Self-selection bias occurs when individuals or groups choose to participate in a process (like a study, survey, or program) based on factors that also affect the variable you’re trying to measure. This leads to a sample that isn’t truly representative of the population you want to understand. For example, if only people who already feel strongly about a topic fill out a survey, your results will be skewed and not reflect the general population’s views. Self-selection bias can make it difficult to draw accurate conclusions, as the observed differences might be due to the underlying reasons for participation rather than the actual effect you’re trying to study.

182
Q

Statistical Power

A

Power is the probability of correctly rejecting the null hypothesis when it’s false. You increase power by:

Larger Sample Size: More data gives you a better chance of detecting true effects.
Larger Effect Size: A bigger difference between groups is easier to detect.
Less Variability: Reducing noise or measurement error makes it easier to see the signal.

183
Q

T-statistic

A

A T-statistic is a value used in hypothesis testing to determine if a difference between two groups is statistically significant or likely due to random chance. It’s calculated by taking the difference between the groups’ means and dividing it by a measure of variability (related to standard deviation). Think of it as a signal-to-noise ratio: a large T-statistic means the observed difference is likely real, not just a fluke. T-statistics are used in various scenarios, like comparing a sample mean to a known value or examining differences between groups in an experiment. The T-statistic assumes your data follows a normal distribution. If this assumption is strongly violated, you might need non-parametric alternatives.

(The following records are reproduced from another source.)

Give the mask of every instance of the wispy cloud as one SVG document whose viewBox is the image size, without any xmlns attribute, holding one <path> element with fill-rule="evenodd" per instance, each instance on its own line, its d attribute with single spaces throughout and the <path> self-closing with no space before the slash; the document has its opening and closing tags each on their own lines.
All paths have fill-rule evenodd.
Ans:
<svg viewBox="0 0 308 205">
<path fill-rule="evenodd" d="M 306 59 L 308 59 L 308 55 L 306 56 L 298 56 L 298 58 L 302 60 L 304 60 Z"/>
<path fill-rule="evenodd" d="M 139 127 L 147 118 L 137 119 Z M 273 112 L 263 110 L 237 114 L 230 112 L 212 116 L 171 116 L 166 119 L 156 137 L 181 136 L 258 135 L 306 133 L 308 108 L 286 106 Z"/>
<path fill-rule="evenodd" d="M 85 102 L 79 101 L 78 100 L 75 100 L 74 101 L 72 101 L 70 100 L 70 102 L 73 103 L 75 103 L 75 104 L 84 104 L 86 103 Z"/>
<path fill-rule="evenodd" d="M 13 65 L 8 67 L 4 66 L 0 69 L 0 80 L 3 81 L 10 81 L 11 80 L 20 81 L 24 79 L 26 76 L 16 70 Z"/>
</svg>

When you’re working with smaller datasets (typically below 30 samples), the T-statistic is more reliable than the Z-statistic. This is because it takes into account the increased uncertainty that comes with smaller samples. In most real-world scenarios, you don’t know the true population standard deviation. The T-statistic allows you to estimate it from your sample data, making it widely applicable.

184
Q

Test statistic

A

A test statistic is a value calculated from your sample data that helps you make decisions in hypothesis testing. It quantifies how far your observed data deviates from what would be expected if the null hypothesis (your initial assumption) were true. The distribution of this test statistic under the null hypothesis is known, allowing you to calculate a p-value. This p-value represents the probability of observing a test statistic as extreme or more extreme than yours, assuming the null hypothesis is true. It guides your decision to either reject or fail to reject the null hypothesis based on a chosen significance level.

185
Q

Z-statistic

A

A Z-statistic tells you how many standard deviations a specific data point is away from the mean of its population. It converts any data point from a normal distribution into a standard normal distribution. This has a mean of 0 and a standard deviation of 1. This allows us to compare data points from different distributions apples-to-apples because they’re on the same Z-scale.

Interpretation
Z = 0: The data point is exactly equal to the mean.
Z > 0: The data point is above the mean (number of standard deviations above).
Z < 0 The data point is below the mean (number of standard deviations below).
Magnitude: The larger the absolute value of Z, the further the data point is from the average in terms of standard deviations.

Z-scores outside the range of -3 to +3 are often considered potential outliers. Z-tables (or calculators) let you find the probability of a value falling within a certain range in a normal distribution.